En faisant fi de quelques retours de son, Fersen a présenté son plus récent matériel, de l'album Je suis au paradis, mais a aussi pigé allégrement dans ses anciennes galettes, notamment Trois petits tours, Pièce montée des grands jours ou Qu4tre.
C'était un public clairement heureux, gonflé à bloc comme il le répète dans sa chanson Punaise, qui l'a acclamé généreusement. Du lot de chansons proposées, ce sont les plus festives comme la nouvelle La chauve-souris et Saint Jean du Doigt qui lui ont valu le plus de réactions dans la foule, hyper attentive cela dit.
Diane de Poitiers a donné un moment unique, pendant lequel la foule a pris la relève de Fersen pour chanter pendant tout près d'une minute. La suite était tout aussi réussie, lorsque reprise par le chanteur et ses quatre musiciens - dont une violoniste mystique dans sa longue robe noire et un énergique accordéoniste.
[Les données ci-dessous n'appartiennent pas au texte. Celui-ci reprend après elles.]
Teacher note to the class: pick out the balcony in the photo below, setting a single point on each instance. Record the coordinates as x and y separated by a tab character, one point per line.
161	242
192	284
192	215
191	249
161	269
Autant les plus rythmées étaient prétexte à danser, autant les plus graves et théâtrales comme J'suis mort ont été l'occasion d'entendre l'enthousiasme du public.
Orage
Alors que des éclairs lézardaient le ciel et que le vent se levait, Fersen continuait à balancer ses chansons, dont les partitions avaient même prévu une place pour le tonnerre. Quelle scène surréaliste et agréable que de voir les courageux spectateurs (à moitié moins qu'au début) se déhancher et lever les bras sous les «Je jouis, je jouis, je jouis» de la chanson Félix.
«Et si on allait se coucher maintenant?» a proposé Fersen. Que non, ont rétorqué les festivaliers tout trempés. Ils étaient au paradis, après tout.
Une scène toute aussi belle s'était déroulée un peu plus tôt, au parc de la Francophonie. Un tas de trentenaires, avec leur enfant sur les épaules, vibraient au son d'un des groupes rock les plus accomplis au Québec : Galaxie.
Olivier Langevin, Martin Léon et le reste de la bande ont bien montré pourquoi ils sont en lice pour le prochain prix Polaris. Les valeureux rockeurs ont distillé chacune de leurs chansons avec une énergie à tout rompre, un doigté inspiré.
On aurait aimé que l'endroit pourtant bien rempli devienne un «dancefloor maléfique» comme le suggère leur efficace Piste 01. On s'est contenté d'hochements de tête bien francs.
La fièvre (mélangée à la latine Mambo No. 5), Big Bang et Bateau, ont rappelé qu'il n'y avait pas que leur dernier qui baigne dans la rock attitude.
Et que dire de la nouvelle Camouflar, avec sa touche électro qui venait s'ajouter aux guitares bien envoyées de Langevin et l'attitude des deux choristes.